Die ganze Welt fragt sich, was vergangene Woche Freitagnacht in Schweden passiert ist. Doch das kann man vielleicht noch erklären. Ich frage mich allerdings, was vorgestern in Florida geschah.

Der Reihe nach: US-Präsident Donald Trump sagte bei einem Besuch seiner Anhänger in Florida: "Seht, was in Deutschland passiert, seht, was letzte Nacht in Schweden passiert ist. Schweden, wer hätte das gedacht? Schweden - sie haben ganz viele reingelassen, nun haben sie Probleme, wie sie es nie für möglich gehalten hätten." [1] Das sollte wohl suggerieren, in Schweden habe es Freitagnacht einen Anschlag gegeben, doch von einem Anschlag ist dort nichts bekannt. Der letzte islamistisch motivierte Anschlag fand 2010 in Stockholm statt, als ein irakischstämmiger Selbstmordattentäter zwei Sprengsätze in einer Einkaufsstraße zündete. Zum Glück wurden damals lediglich zwei Menschen verletzt. Der Selbstmordattentäter war schwedischer Staatsbürger und kam mit seinen Eltern 1992 nach Schweden - im Alter von 10 Jahren. Radikalisiert hat er sich offenbar während seines Studiums in Großbritannien. [2]

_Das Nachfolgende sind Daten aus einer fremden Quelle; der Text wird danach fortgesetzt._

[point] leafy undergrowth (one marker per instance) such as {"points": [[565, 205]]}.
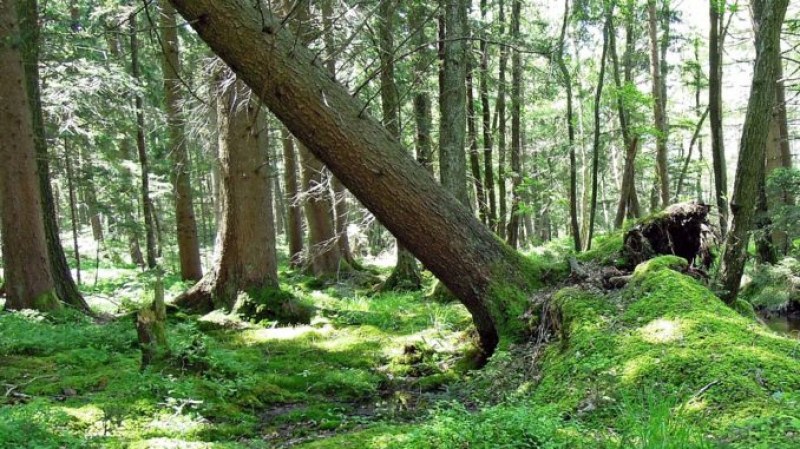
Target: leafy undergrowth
{"points": [[68, 382], [661, 364]]}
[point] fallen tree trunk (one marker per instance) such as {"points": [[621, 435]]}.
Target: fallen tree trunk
{"points": [[488, 277], [682, 229]]}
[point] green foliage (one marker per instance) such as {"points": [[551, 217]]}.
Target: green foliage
{"points": [[772, 288]]}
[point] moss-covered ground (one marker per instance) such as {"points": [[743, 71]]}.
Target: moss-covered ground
{"points": [[661, 363]]}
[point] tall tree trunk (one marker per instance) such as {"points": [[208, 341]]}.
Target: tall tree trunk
{"points": [[596, 144], [487, 276], [516, 126], [751, 149], [453, 102], [422, 99], [141, 147], [341, 209], [659, 109], [501, 127], [715, 113], [575, 227], [28, 279], [188, 242], [294, 215], [486, 119], [65, 286], [406, 275], [474, 156], [245, 254]]}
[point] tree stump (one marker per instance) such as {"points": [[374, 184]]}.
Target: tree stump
{"points": [[682, 230]]}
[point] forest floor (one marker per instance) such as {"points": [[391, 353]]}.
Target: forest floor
{"points": [[661, 363]]}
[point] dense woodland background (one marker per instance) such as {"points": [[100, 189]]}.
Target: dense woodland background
{"points": [[483, 143]]}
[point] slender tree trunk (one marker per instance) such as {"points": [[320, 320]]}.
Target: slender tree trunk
{"points": [[596, 145], [501, 127], [575, 227], [516, 126], [453, 102], [188, 242], [751, 150], [342, 213], [246, 259], [294, 216], [486, 116], [65, 286], [474, 156], [28, 279], [715, 114], [141, 147], [454, 245], [659, 109], [73, 213], [406, 275]]}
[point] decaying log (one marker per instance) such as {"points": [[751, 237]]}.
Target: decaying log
{"points": [[682, 229]]}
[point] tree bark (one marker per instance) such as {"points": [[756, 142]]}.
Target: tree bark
{"points": [[715, 114], [453, 102], [659, 109], [487, 276], [596, 143], [141, 147], [512, 234], [246, 258], [575, 227], [486, 119], [405, 275], [28, 279], [751, 150], [188, 242]]}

In den letzten beiden Wochen berichteten jedoch viele Medien über die enorm gestiegene Gewalt im schwedischen Malmö. "Schwedens Chicago", titelte beispielsweise die ARD. [3] "Eine unaufgeklärte Mordserie wirft in Schwedens Großstadt mit dem höchsten Migrantenanteil brisante Fragen auf. Zwölf Morde in den vergangenen zwölf Monaten, kein einziger aufgeklärt. (…) Für das Land insgesamt birgt die Welle unaufgeklärter Morde gewaltigen Zündstoff beim Thema Zuwanderung", schreibt die in puncto Fremdenfeindlichkeit völlig unverdächtige Frankfurter Rundschau. [4] Die 300.000-Einwohner-Stadt habe "eine drei Mal höhere Mordrate als London", kann man auf der Website des Deutschlandfunks lesen. "Die Bandenkriminalität in Malmö hat Hochkonjunktur. (…) Malmö ist die Stadt in Schweden mit dem höchsten Zuwandereranteil. 32 Prozent der Einwohner sind im Ausland geboren, im Stadtteil Rosengard sind es rund 60 Prozent." [5] Und genau dort, in Rosengard, wurde vor kurzem ein 16-Jähriger an einer Bushaltestelle erschossen. Warum, weiß niemand. Offenbar war er bloß zur falschen Zeit am falschen Ort. Viele kritisieren, die Polizei bekomme die Gewalt nicht unter Kontrolle.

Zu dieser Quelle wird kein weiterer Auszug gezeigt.